Бабушка явилась вовремя – от нелюбимых цифр у меня начинали закипать мозги. И явилась не с пустыми руками. На подносе стояли две чашки, над которыми вился пар, и две вазочки – одна с домашней выпечкой, другая с шоколадными конфетами. Я не особый любитель сладкого, так что конфеты пусть Волков ест.
– Вот, покушайте, отметьте заодно праздник, а то, поди, устали от своих занятий, – с этими словами бабушка поставила поднос к нам на стол.
– Какой ещё праздник? – озадаченно спросила я.
– Двадцать третье февраля с утра было. – Бабушка поджала губы.
Действительно, как же невежливо с моей стороны! Какой-то у меня избирательный склероз – дедушку с утра поздравила, Мише эсэмэску отправила, а о том, что надо бы поздравить и Макса, напрочь запамятовала.
– Ой, а я и забыла! Ну, поздравляю тебя, что ли, – пролепетала я, проклиная свою забывчивость.

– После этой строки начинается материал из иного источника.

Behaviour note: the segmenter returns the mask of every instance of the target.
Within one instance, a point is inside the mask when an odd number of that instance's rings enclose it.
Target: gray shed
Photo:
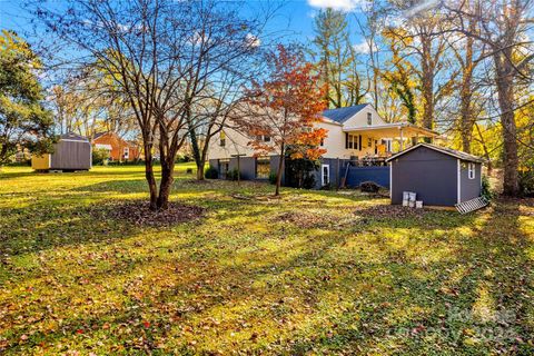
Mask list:
[[[484,160],[454,149],[418,144],[386,160],[392,204],[414,191],[427,206],[449,206],[481,196]]]
[[[76,134],[59,137],[53,152],[31,157],[36,170],[88,170],[92,165],[92,149],[89,140]]]

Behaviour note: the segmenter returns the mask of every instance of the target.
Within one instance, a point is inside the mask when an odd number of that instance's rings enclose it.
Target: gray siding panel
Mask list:
[[[237,169],[237,157],[230,158],[229,169]],[[239,157],[239,169],[241,171],[241,179],[255,179],[256,178],[256,158],[254,157]]]
[[[422,147],[392,161],[392,204],[403,202],[403,191],[432,206],[454,206],[457,200],[457,161]]]
[[[481,175],[482,175],[482,165],[475,165],[475,179],[469,179],[468,162],[462,161],[461,170],[461,201],[467,201],[481,196]]]
[[[60,140],[55,145],[51,169],[90,169],[91,145],[83,141]]]

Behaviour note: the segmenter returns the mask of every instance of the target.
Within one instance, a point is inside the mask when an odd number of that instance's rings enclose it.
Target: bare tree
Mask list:
[[[524,39],[532,9],[532,0],[474,0],[472,6],[459,1],[448,6],[448,10],[459,18],[454,30],[468,38],[481,41],[488,48],[486,58],[493,59],[494,81],[497,92],[500,117],[504,144],[504,184],[505,195],[516,196],[518,187],[517,125],[515,119],[517,86],[521,81],[532,82],[526,72],[534,55],[522,55],[522,49],[531,42]],[[469,26],[476,22],[476,28]]]
[[[77,47],[80,63],[93,62],[112,78],[105,90],[116,88],[127,98],[142,138],[150,209],[166,209],[176,156],[191,130],[191,107],[206,78],[248,47],[250,23],[235,6],[210,0],[68,0],[60,11],[40,3],[34,11],[52,33]]]

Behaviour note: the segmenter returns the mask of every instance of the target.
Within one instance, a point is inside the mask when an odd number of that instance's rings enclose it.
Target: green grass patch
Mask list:
[[[534,201],[405,214],[355,191],[195,181],[135,226],[144,167],[0,172],[0,354],[530,355]]]

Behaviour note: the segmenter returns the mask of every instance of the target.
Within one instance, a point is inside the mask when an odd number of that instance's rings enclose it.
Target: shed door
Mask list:
[[[330,184],[330,165],[320,166],[320,185],[327,186]]]

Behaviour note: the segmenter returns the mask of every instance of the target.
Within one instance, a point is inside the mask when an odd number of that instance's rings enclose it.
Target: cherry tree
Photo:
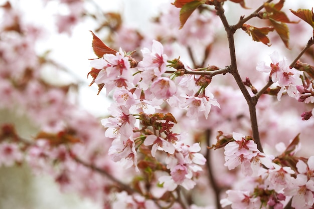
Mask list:
[[[70,102],[75,85],[42,78],[62,66],[36,54],[40,29],[8,2],[0,104],[37,131],[2,124],[0,164],[27,163],[105,208],[312,208],[314,13],[248,2],[176,0],[134,28],[60,1],[59,33],[98,24],[86,74],[112,102],[101,119]]]

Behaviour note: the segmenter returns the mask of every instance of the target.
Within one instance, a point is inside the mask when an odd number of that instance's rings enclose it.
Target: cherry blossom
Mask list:
[[[164,150],[172,154],[175,152],[175,146],[171,142],[154,135],[147,136],[144,141],[144,144],[145,146],[152,144],[151,155],[154,157],[157,150]]]
[[[235,141],[229,142],[225,146],[224,165],[229,169],[233,169],[241,165],[243,174],[256,175],[258,174],[261,164],[268,168],[272,167],[271,163],[274,157],[260,152],[253,140],[247,140],[245,136],[236,132],[233,133],[232,137]]]
[[[302,83],[299,78],[300,75],[301,74],[301,72],[294,68],[290,69],[285,57],[280,60],[278,52],[274,51],[269,56],[272,62],[270,64],[270,67],[266,66],[265,62],[262,62],[258,64],[256,70],[260,72],[270,73],[269,78],[271,79],[272,81],[278,84],[281,87],[277,97],[279,101],[280,100],[284,90],[287,90],[289,96],[293,98],[298,97],[298,92],[296,86]]]

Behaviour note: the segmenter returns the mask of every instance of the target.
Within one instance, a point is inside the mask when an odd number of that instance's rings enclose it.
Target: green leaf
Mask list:
[[[261,42],[268,46],[269,39],[266,36],[271,31],[274,31],[272,27],[256,28],[250,25],[243,24],[242,29],[250,36],[252,36],[253,40],[256,42]]]
[[[298,17],[313,28],[314,29],[314,13],[313,13],[313,8],[312,11],[306,9],[299,9],[296,11],[290,10],[291,13],[294,15]]]
[[[180,23],[181,26],[179,29],[183,28],[184,24],[194,11],[201,5],[205,3],[205,1],[194,1],[184,5],[180,10]]]
[[[284,45],[287,49],[289,48],[289,28],[284,23],[279,22],[269,18],[271,25],[275,28],[276,32],[283,42]]]
[[[182,8],[185,5],[195,1],[195,0],[176,0],[174,3],[171,4],[177,8]]]

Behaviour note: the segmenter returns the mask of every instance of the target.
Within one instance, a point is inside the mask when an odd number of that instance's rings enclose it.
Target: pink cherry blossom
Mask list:
[[[261,208],[261,203],[259,199],[253,197],[248,191],[228,190],[226,193],[228,197],[220,201],[223,207],[231,204],[233,209]]]
[[[119,162],[124,168],[126,169],[134,165],[135,170],[139,171],[137,167],[135,143],[133,140],[129,139],[121,143],[119,139],[114,139],[109,149],[108,154],[114,162]]]
[[[157,99],[167,99],[177,91],[175,83],[167,77],[159,78],[151,84],[150,91]]]
[[[258,64],[256,70],[259,71],[270,73],[270,78],[273,82],[278,84],[281,87],[277,95],[277,99],[280,101],[284,90],[286,90],[288,95],[293,98],[298,98],[298,92],[296,86],[302,84],[300,75],[301,73],[294,68],[290,68],[286,59],[284,57],[279,60],[279,53],[274,51],[270,55],[272,62],[270,67],[266,66],[265,62]]]
[[[109,110],[113,117],[101,120],[101,124],[108,128],[106,130],[106,136],[111,138],[119,136],[121,141],[128,139],[133,134],[135,118],[124,106],[112,103]]]
[[[11,166],[15,162],[22,162],[23,158],[23,155],[17,144],[0,144],[0,166]]]
[[[170,142],[158,137],[154,135],[149,135],[146,137],[144,141],[144,145],[149,146],[152,144],[151,148],[151,156],[155,157],[157,150],[164,150],[169,154],[174,154],[175,147]]]
[[[241,165],[241,171],[246,175],[256,176],[259,174],[261,164],[268,168],[272,167],[274,156],[267,155],[257,149],[257,145],[251,140],[246,140],[245,136],[233,132],[235,141],[229,142],[225,146],[225,166],[230,170]]]

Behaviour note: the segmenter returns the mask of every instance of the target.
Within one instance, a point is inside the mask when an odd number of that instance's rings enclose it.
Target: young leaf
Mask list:
[[[281,5],[280,5],[280,7],[276,7],[277,5],[277,4],[273,5],[273,4],[269,4],[264,5],[264,8],[267,12],[267,17],[268,19],[271,18],[276,21],[286,23],[298,23],[298,22],[290,21],[290,20],[289,20],[289,18],[288,18],[285,13],[280,11],[282,7]]]
[[[263,27],[258,28],[250,25],[244,24],[242,29],[245,31],[249,35],[252,36],[252,38],[254,41],[256,42],[261,42],[268,46],[270,46],[268,45],[269,43],[269,39],[266,35],[268,34],[268,33],[270,32],[274,31],[273,28]]]
[[[296,11],[290,10],[291,13],[294,15],[298,17],[313,28],[314,29],[314,13],[313,13],[313,8],[312,11],[299,9]]]
[[[271,18],[269,18],[269,21],[283,42],[285,47],[289,49],[289,28],[287,24],[277,22]]]
[[[244,9],[249,9],[245,6],[245,3],[244,0],[230,0],[231,2],[234,2],[235,3],[239,3],[240,5]]]
[[[116,51],[106,46],[98,37],[94,34],[94,33],[91,31],[90,31],[90,32],[93,35],[93,42],[92,44],[93,50],[94,50],[94,53],[98,58],[102,57],[105,54],[115,55],[117,53]]]
[[[173,3],[171,3],[178,8],[182,8],[185,5],[194,2],[195,0],[176,0]]]
[[[193,12],[199,7],[199,6],[205,3],[205,1],[194,1],[185,4],[180,10],[180,23],[181,26],[179,29],[181,29],[184,24],[193,13]]]

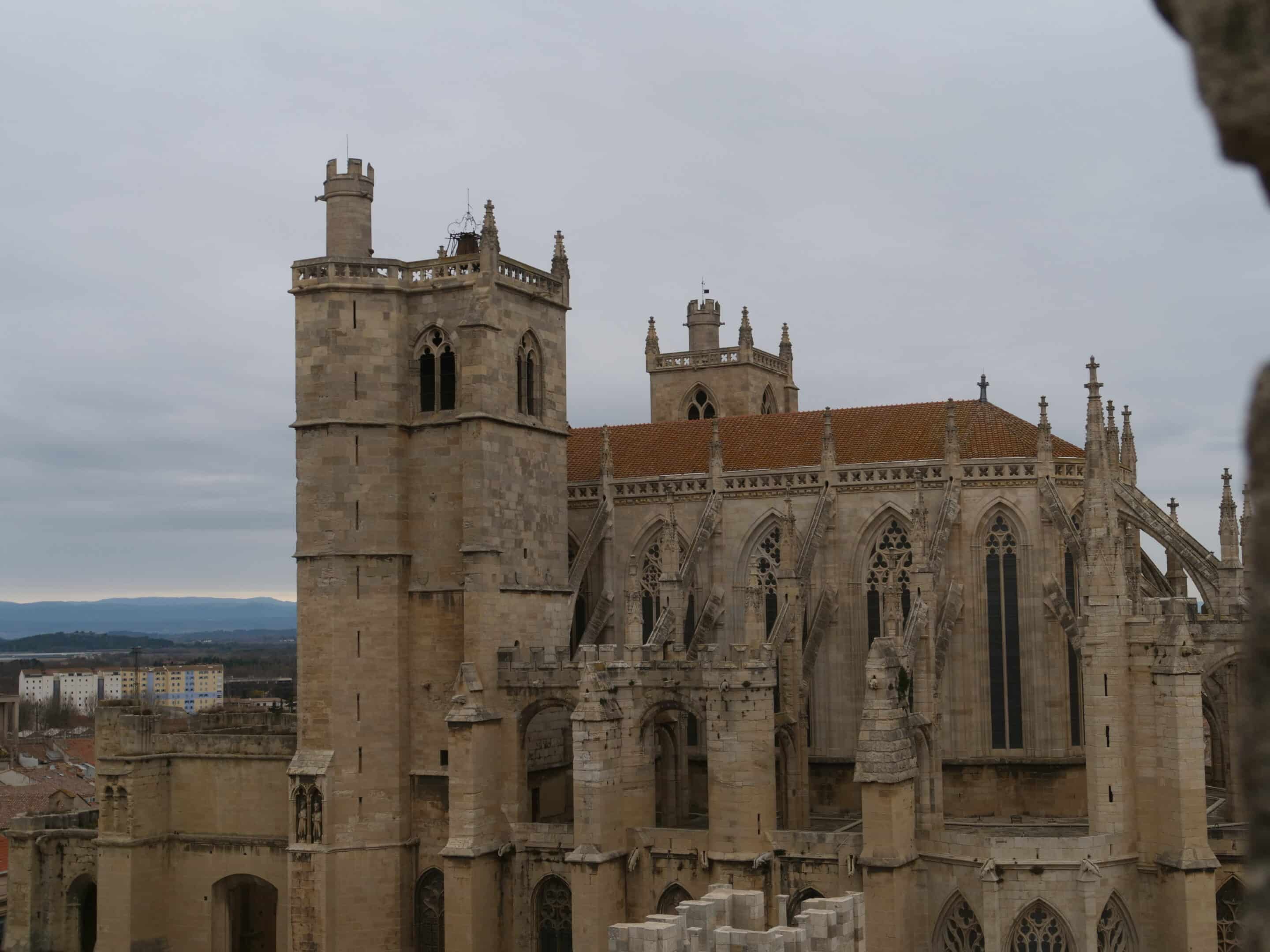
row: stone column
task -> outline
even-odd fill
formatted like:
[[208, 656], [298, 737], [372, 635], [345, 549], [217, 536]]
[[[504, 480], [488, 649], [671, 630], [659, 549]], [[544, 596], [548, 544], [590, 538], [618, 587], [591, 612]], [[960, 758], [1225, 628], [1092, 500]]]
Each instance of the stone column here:
[[865, 664], [865, 703], [856, 745], [865, 843], [865, 908], [869, 952], [918, 948], [917, 859], [913, 778], [917, 758], [908, 715], [899, 701], [899, 654], [888, 637], [875, 638]]
[[772, 692], [766, 661], [716, 663], [706, 685], [711, 856], [754, 857], [771, 849], [776, 828], [776, 760]]
[[[573, 721], [573, 947], [605, 948], [610, 923], [626, 918], [622, 823], [622, 715], [602, 661], [582, 674]], [[475, 948], [475, 947], [474, 947]]]
[[[1204, 790], [1204, 712], [1200, 701], [1200, 650], [1191, 642], [1186, 602], [1168, 599], [1168, 617], [1154, 644], [1154, 721], [1160, 770], [1154, 778], [1156, 862], [1162, 869], [1161, 935], [1179, 948], [1215, 949], [1213, 872]], [[1144, 836], [1143, 839], [1147, 839]]]

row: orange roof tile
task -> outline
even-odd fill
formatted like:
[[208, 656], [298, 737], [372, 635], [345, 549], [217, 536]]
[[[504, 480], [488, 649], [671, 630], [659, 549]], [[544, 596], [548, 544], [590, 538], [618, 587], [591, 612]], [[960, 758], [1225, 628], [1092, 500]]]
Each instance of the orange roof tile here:
[[[963, 459], [1036, 454], [1036, 424], [979, 400], [954, 404]], [[820, 462], [823, 411], [724, 416], [719, 420], [724, 470], [770, 470]], [[855, 406], [831, 410], [839, 466], [939, 459], [944, 456], [946, 402]], [[668, 420], [610, 426], [613, 476], [660, 476], [710, 468], [711, 420]], [[569, 433], [569, 481], [599, 479], [603, 433], [587, 426]], [[1054, 456], [1081, 458], [1085, 451], [1054, 437]]]

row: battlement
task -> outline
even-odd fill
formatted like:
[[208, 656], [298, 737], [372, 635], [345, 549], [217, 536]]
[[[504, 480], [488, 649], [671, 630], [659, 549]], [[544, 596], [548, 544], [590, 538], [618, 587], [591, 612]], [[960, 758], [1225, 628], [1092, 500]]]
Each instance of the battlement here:
[[339, 164], [337, 162], [337, 160], [331, 159], [331, 160], [329, 160], [326, 162], [326, 182], [330, 183], [330, 182], [335, 182], [337, 179], [342, 179], [342, 180], [345, 180], [345, 182], [359, 180], [359, 182], [366, 182], [366, 183], [370, 183], [371, 185], [373, 185], [375, 184], [375, 166], [371, 165], [370, 162], [367, 162], [366, 164], [366, 174], [363, 175], [362, 174], [362, 160], [361, 159], [349, 159], [348, 160], [348, 169], [342, 173], [342, 171], [339, 171]]
[[[582, 645], [570, 659], [555, 647], [504, 645], [498, 650], [498, 683], [504, 688], [575, 687], [582, 671], [602, 664], [613, 687], [762, 687], [776, 670], [771, 645], [702, 645], [688, 658], [685, 645]], [[730, 677], [732, 673], [735, 677]]]
[[715, 301], [712, 297], [707, 297], [705, 298], [705, 301], [698, 301], [697, 298], [692, 298], [691, 301], [688, 301], [690, 319], [693, 315], [711, 315], [718, 317], [720, 314], [723, 314], [723, 305]]
[[864, 948], [862, 892], [804, 900], [794, 924], [785, 923], [785, 901], [777, 896], [780, 923], [766, 929], [766, 896], [712, 883], [697, 900], [676, 906], [676, 915], [649, 915], [643, 923], [608, 927], [610, 952], [712, 952], [724, 948], [772, 952], [856, 952]]

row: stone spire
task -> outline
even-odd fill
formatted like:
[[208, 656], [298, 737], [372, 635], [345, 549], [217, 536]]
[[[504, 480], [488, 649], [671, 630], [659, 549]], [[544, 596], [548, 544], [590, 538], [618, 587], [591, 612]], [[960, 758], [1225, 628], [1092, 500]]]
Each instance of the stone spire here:
[[1237, 566], [1240, 564], [1240, 524], [1234, 518], [1234, 495], [1231, 493], [1231, 471], [1222, 471], [1222, 504], [1218, 508], [1220, 519], [1217, 523], [1217, 534], [1222, 539], [1222, 565]]
[[485, 221], [480, 226], [480, 246], [485, 248], [486, 242], [493, 242], [495, 251], [499, 250], [498, 244], [498, 225], [494, 223], [494, 203], [485, 199]]
[[739, 347], [753, 347], [754, 345], [754, 329], [749, 326], [749, 308], [740, 308], [740, 333], [737, 335], [737, 344]]
[[1085, 368], [1090, 372], [1090, 382], [1085, 385], [1085, 388], [1090, 391], [1085, 410], [1085, 467], [1092, 470], [1102, 466], [1106, 461], [1104, 449], [1107, 434], [1102, 423], [1102, 385], [1099, 383], [1099, 362], [1091, 355]]
[[1250, 529], [1252, 528], [1252, 496], [1248, 495], [1248, 484], [1243, 484], [1243, 515], [1240, 517], [1240, 548], [1243, 553], [1243, 565], [1248, 565], [1248, 556], [1252, 555], [1252, 542]]
[[[955, 470], [961, 465], [961, 439], [956, 432], [956, 404], [949, 397], [947, 416], [944, 420], [944, 459], [949, 470]], [[949, 472], [947, 476], [956, 477], [958, 473]]]
[[564, 253], [564, 235], [559, 231], [556, 231], [555, 253], [551, 255], [551, 273], [563, 278], [569, 277], [569, 255]]
[[657, 321], [652, 317], [648, 319], [648, 335], [644, 338], [644, 353], [662, 353], [662, 347], [657, 343]]
[[1107, 459], [1113, 466], [1120, 463], [1120, 430], [1115, 425], [1115, 404], [1107, 400]]
[[1124, 419], [1124, 432], [1120, 434], [1120, 466], [1124, 467], [1130, 485], [1138, 481], [1138, 447], [1133, 442], [1133, 426], [1129, 425], [1132, 415], [1128, 406], [1120, 411]]
[[1036, 459], [1048, 463], [1054, 459], [1054, 435], [1049, 429], [1049, 401], [1044, 393], [1036, 406], [1040, 407], [1040, 421], [1036, 424]]
[[608, 443], [608, 424], [605, 424], [603, 439], [603, 447], [599, 451], [599, 479], [611, 482], [613, 479], [613, 448]]
[[824, 407], [824, 428], [820, 430], [820, 471], [828, 481], [838, 468], [838, 444], [833, 437], [833, 415]]
[[[1168, 518], [1177, 524], [1177, 500], [1173, 498], [1168, 499]], [[1168, 585], [1173, 590], [1173, 598], [1186, 598], [1186, 567], [1182, 565], [1182, 560], [1172, 548], [1165, 550], [1165, 559], [1168, 560], [1165, 578], [1168, 579]]]

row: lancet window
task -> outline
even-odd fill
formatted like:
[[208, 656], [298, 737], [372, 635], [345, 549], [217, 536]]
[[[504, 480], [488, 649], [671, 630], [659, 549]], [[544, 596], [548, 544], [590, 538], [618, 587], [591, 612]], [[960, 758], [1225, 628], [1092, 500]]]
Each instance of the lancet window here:
[[698, 390], [692, 395], [692, 400], [688, 402], [688, 419], [690, 420], [709, 420], [715, 415], [714, 402], [710, 400], [710, 395], [704, 390]]
[[321, 843], [323, 803], [321, 791], [312, 777], [301, 777], [292, 793], [295, 806], [296, 843]]
[[[578, 557], [578, 543], [569, 536], [569, 571], [573, 572], [574, 559]], [[578, 585], [578, 598], [573, 603], [573, 628], [569, 633], [569, 650], [577, 651], [578, 642], [582, 641], [583, 632], [587, 631], [587, 622], [591, 619], [591, 584], [588, 574], [582, 574], [582, 584]]]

– Спасибо, – вежливо ответил Макс.
Бабушка неторопливо расставляла посуду, Максим отодвигал тетрадки, я же просто тупо наблюдала за их действиями.
– Праздник-то оно, конечно, праздник, – тем временем говорила бабушка, – и отмечают его все, кому не лень, и в том числе те, кто родину ни в грош не ставит, и те, которые считают, что это родина им по гроб обязана, а не наоборот… Верно я говорю, молодой человек?
Макс энергично затряс головой.
– Вон молодёжь пошла нынче, – продолжала бабушка, – и в армии не служит, ни пожилым, ни беременным в транспорте место не уступает, вступает в однополые браки, а поди ж ты – День защитника отечества отметить не забывает!..
– Совершенно верно, – поддакнул Волков. Думаю, только ради того, чтобы не расстраивать старую женщину.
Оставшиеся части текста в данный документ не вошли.